MY572      Half Unit
Data for Data Scientists

This information is for the 2020/21 session.

Teacher responsible

Friedrich Geiecke

Availability

This course is available on the MPhil/PhD in Social Research Methods. This course is available with permission as an outside option to students on other programmes where regulations permit.

Course content

This course will cover the principles of digital methods for storing and structuring data, including data types, relational and non­relational database design, and query languages. Students will learn to build, populate, manipulate and query databases based on datasets relevant to their fields of interest. The course will also cover workflow management for typical data transformation and cleaning projects, frequently the starting point and most time­consuming part of any data science project. This course uses a project-­based learning approach towards the study of online publishing and group­-based collaboration, essential ingredients of modern data science projects. The coverage of data sharing will include key skills in on-line publishing, including the elements of web design, the technical elements of web technologies and web programming, as well as the use of revision-­control and group collaboration tools such as GitHub. Each student will build one or more interactive website based on content relevant to his/her domain­-related interests, and will use GitHub for accessing and submitting course materials and assignments.

In this course, we introduce principles and applications of the electronic storage, structuring, manipulation, transformation, extraction, and dissemination of data. This includes data types, database design, data base implementation, and data analysis through structured queries. Through joining operations, we will also cover the challenges of data linkage and how to combine datasets from different sources. We begin by discussing concepts in fundamental data types, and how data is stored and recorded electronically. We will cover database design, especially relational databases, using substantive examples across a variety of fields. Students are introduced to SQL through MySQL, and programming assignments in this unit of the course will be designed to insure that students learn to create, populate and query an SQL database. We will introduce NoSQL using MongoDB and the JSON data format for comparison. For both types of database, students will be encouraged to work with data relevant to their own interests as they learn to create, populate and query data. In the final section of the data section of the course, we will step through a complete workflow including data cleaning and transformation, illustrating many of the practical challenges faced at the outset of any data analysis or data science project.
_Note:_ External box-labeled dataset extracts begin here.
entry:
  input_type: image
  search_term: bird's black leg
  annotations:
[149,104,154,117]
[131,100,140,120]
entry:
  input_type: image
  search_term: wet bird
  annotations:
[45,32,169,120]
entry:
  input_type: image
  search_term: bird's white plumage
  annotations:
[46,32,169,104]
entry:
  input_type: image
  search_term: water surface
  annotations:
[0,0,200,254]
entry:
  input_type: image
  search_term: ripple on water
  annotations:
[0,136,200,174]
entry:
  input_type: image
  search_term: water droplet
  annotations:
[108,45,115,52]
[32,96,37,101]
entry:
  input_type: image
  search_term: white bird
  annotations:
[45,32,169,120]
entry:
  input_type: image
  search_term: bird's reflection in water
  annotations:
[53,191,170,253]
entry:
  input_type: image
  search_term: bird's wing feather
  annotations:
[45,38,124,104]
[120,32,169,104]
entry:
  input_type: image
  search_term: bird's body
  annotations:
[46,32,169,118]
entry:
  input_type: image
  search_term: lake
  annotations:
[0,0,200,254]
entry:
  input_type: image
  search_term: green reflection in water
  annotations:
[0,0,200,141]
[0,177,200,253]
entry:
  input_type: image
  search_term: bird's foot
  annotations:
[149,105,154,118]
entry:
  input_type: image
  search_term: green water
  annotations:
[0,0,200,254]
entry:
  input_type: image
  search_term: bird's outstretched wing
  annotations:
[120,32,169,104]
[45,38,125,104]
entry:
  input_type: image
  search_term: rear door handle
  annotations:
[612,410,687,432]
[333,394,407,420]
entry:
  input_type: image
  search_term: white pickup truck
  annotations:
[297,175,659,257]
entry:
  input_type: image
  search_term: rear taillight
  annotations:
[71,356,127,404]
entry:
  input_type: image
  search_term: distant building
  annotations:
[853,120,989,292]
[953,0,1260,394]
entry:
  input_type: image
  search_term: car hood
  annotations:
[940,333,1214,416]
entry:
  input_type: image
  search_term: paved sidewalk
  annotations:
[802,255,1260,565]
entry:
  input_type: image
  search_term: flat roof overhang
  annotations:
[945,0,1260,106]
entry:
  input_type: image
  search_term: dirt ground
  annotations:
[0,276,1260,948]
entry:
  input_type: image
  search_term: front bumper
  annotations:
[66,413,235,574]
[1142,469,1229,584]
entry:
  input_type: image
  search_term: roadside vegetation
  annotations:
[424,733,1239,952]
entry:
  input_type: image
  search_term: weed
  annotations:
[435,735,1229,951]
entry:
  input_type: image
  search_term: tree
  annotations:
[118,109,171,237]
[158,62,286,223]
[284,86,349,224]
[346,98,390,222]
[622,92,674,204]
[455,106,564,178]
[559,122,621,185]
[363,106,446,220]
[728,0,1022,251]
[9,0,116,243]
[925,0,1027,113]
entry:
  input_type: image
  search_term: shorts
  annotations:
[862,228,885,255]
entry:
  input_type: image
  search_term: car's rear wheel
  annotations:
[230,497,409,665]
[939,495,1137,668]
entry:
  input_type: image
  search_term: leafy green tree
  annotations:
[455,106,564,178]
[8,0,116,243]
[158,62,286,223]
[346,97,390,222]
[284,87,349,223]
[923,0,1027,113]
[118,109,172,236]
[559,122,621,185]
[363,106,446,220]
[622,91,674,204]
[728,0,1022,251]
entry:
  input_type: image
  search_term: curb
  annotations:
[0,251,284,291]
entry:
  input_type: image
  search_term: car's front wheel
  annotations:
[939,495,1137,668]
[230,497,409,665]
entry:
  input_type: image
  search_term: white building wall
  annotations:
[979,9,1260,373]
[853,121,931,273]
Online publishing and collaboration tools forms the second part of this course, along with the tools and technologies that underlie them. Students will develop interactive, secure and powerful projects for the World Wide Web using both client and server side technologies. Collaboration and the dissemination and submission of course assignments will use GitHub, the popular code repository and version control system. The course begins with an indepth look at the markup languages that form the foundations of building web sites with a study of HTML and CSS. Students next study basic programming in JavaScript, to provide client and server side tools including the customization of web content using Bootstrap and Jekyll to publish web pages, which will provide the basis for a class project.

Teaching

This course is delivered through a combination of classes and lectures totalling a minimum of 20 hours across Michaelmas Term. This year, some or all of this teaching may be delivered through a combination of virtual classes and flipped-lectures delivered as short online videos.

This course has a reading week in Week 6 of MT.

Formative coursework

Students will be expected to produce 10 problem sets in the MT.

Students will work on weekly, structured problem sets in the staff-led class sessions. Example solutions will be provided at the end of each week.

Indicative reading

  • Chodorow, Kristina MongoDB: The Definitive Guide, 2nd Edition O’Reilly 2013.
  • Churcher, Clare. Beginning Database Design: From Novice to Professional. Apress, 2007.
  • Tahaghoghi, Seyed M. and Hugh E. Williams. Learning MySQL. O'Reilly, 2006. Karumanchi, Narasimha. Data Structures and Algorithms Made Easy: Data Structure and Algorithmic Puzzles, Second Edition. CreateSpace Independent Publishing Platform, 2011.
  • Lee, Kent. Data Structures and Algorithms with Python. Springer, 2015.
  • Lake, Peter. Concise Guide to Databases: A Practical Introduction. Springer, 2013.
  • Nield, Thomas. Getting Started with SQL: A hands-on approach for beginners. O’Reilly, 2016.
  • Byron, Angela and Addison Berry, Nathan Haug, Jeff Eaton, James Walker, Jeff Robbins Using Drupal: Choosing and Configuring Modules to Build Dynamic Websites. O'Reilly Media, 2008.
  • Duckett, Jon HTML and CSS: Design and Build Websites New York: Wiley, 2011.
  • Duckett, Jon JavaScript and JQuery: Interactive Front-End Web Development New York: Wiley, 2014.
  • Rice, Dylan. Twitter Bootstrap In Your Pocket. CreateSpace Independent Publishing Platform, 2016.
  • Sklar, David Learning PHP 5 O’Reilly, 2004. GitHub Guides at https://guides.github.com, including: “Understanding the GitHub Flow”, “Hello World”, and “Getting Started with GitHub Pages”.
  • Jacobson, Daniel APIs: A Strategy Guide O’Reilly: 2012.
  • London, Kyle Developing Large Web Applications: Producing Code That Can Grow and Thrive O’Reilly, 2010.

Assessment

Take-home assessment (50%) and problem sets (50%) in the MT.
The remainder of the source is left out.